Deferr would begin to see the light thanks to people like the president of the Spanish Olympic Committee, Alejandro Blanco. "I came to the La Mina gymnastics club, where a few of us had opened in 2010 to help young people in the neighborhood. But since I wasn't well, I had problems with other coaches. And I had to be honest and tell the students' parents that I had a problem. That I was quitting because I needed help.
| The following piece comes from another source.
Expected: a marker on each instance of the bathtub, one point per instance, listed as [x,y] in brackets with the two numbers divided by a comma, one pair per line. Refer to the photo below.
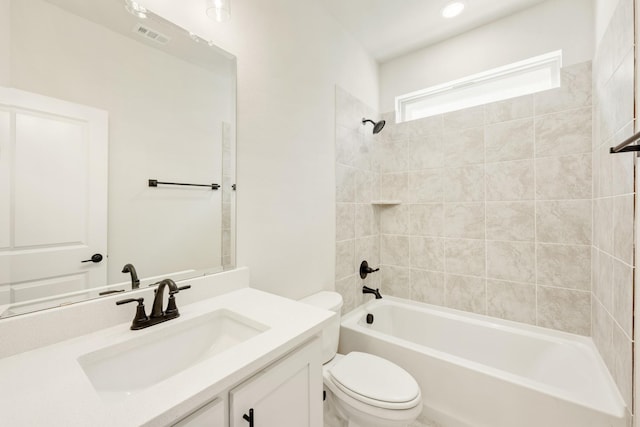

Everyone was crying that day. I asked Alejandro Blanco for help and spent ten months at the center so I could come out a different person. I had the right to mature, later than others," he would say. Deferr was able to return to the La Mina gymnastics club to train young gymnasts. It seemed like the worst was over. In 2024, a recording was even made. The great leap, a series based on the book he wrote with journalist Roger Pascual, explaining his struggles. It was then that a woman filed a complaint against Deferr, claiming he had raped her when he was the coach of the Sant Cugat CAR (Car Club of Sant Cugat), and she was an underage gymnast. The former Olympic champion denies the allegations and is now fighting in court to clear his name from an anonymous complaint. He still hasn't found peace.